In realtà i Paesi di cui si è trattato erano solo Francia, Italia, Portogallo e Spagna, tramite relatori provenienti dalle locali Università o Centri studi.

La giornata più densa di interventi è stata la seconda, che era presieduta da Pietro Costa, professore emerito del dipartimento di scienze giuridiche.

 

Nella Francia di Vichy

 

Il primo intervento è stato quello del prof. Jean Pierre Le Crom, dell’Università di Nantes, che ha parlato sui sindacati e le leggi sul lavoro durante il governo francese di Vichy, presieduto dal maresciallo Pétain, negli anni dal 1940 al 1944. In quel periodo fu pubblicata, nel mese di ottobre 1941, una “Carta del Lavoro” con lo scopo di rinnovare completamente il settore delle relazioni sindacali e la finalità di “stabilire relazioni armoniose e giuste tra padroni (in Francia ancor oggi si usa il termine “Patronat” per indicare le associazioni imprenditoriali) operai, tecnici ed artigiani e rompere definitivamente con il vecchio sistema della lotta di classe”: questo documento fu il risultato dell’opera di René Belin, ex-dirigente del sindacato francese “C.G.T.”, che aveva aderito ai principi della “Rèvolution Nationale” del regime di Vichy diventando ministro del lavoro nel governo di Pétain. Quella “Carta del Lavoro” intendeva istituire dei “comitati sociali professionali” su base tripartita (datori di lavoro, dipendenti, tecnici del comparto) articolati su trenta settori produttivi, con il compito di stabilire i salari, gli orari di lavoro, la salute e sicurezza sul lavoro, la gestione delle assicurazioni sociali. In ognuno di essi lo Stato era rappresentato da un commissario governativo con diritto di veto.
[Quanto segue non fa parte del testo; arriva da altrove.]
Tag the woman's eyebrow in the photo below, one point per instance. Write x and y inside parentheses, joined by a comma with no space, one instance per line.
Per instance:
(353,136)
Per quanto riguarda la rappresentanza dei lavoratori, vi era un’unica confederazione per ciascuno dei cinque comparti economici previsti (industria, commercio, artigianato, agricoltura, trasporti) con regole che prevedevano anche lo scrutinio segreto per le loro delibere interne ed il limite di due mandati per le cariche.

A livello aziendale, erano stata previste l’istituzione di “consigli sociali d’impresa” in tutte le imprese con oltre 100 dipendenti, aventi la responsabilità di regolamentare i rapporti tra datore di lavoro e lavoratori, senza però interferire nella gestione imprenditoriale.

Tra gli scopi della “Carta del Lavoro” vi era anche quello di stabilire un salario minimo garantito per tutti i lavoratori.

Purtroppo la situazione bellica e le resistenze del vecchio regime impedirono un sostanziale sviluppo di queste indicazioni: tuttavia, si costituirono circa duemila sindacati di categoria all’interno delle confederazioni ed alcuni comitati sociali professionali. Da tener presente che anche gli ex-funzionari della Confederazione Generale del Lavoro, d’ispirazione comunista e socialista, avevano sostenuto in un primo tempo la “Carta del Lavoro” nonostante le carenze che vi riscontrarono, in considerazione del rispetto nei confronti di Belin e della situazione d’emergenza. Belin dovette però abbandonare, per dissidi interni al governo, la carica di ministro del lavoro nell’aprile 1944 (alla vigilia dello sbarco in Normandia) e quindi anche per questo motivo l’organizzazione prevista da quella Carta del Lavoro si arenò. Però, dinanzi al sostanziale fallimento ed alla paralisi degli organismi “politici” (comitati professionali e sindacati) vi ebbe il forte sviluppo dei consigli d’impresa: sempre alla data dell’agosto 1944, quindi a guerra ormai combattuta sul territorio francese, si registrarono ben 9.000 consigli sociali aziendali a cui collaboravano circa 160.000 “volontari”. Viste le condizioni precarie della vita in un periodo bellico, quei comitati s’interessarono principalmente di questioni pratiche per i lavoratori: mense aziendali, asili nido aziendali, mutuo soccorso, assicurazione malattia, assistenza alle famiglie dei prigionieri, e furono quindi molto apprezzati.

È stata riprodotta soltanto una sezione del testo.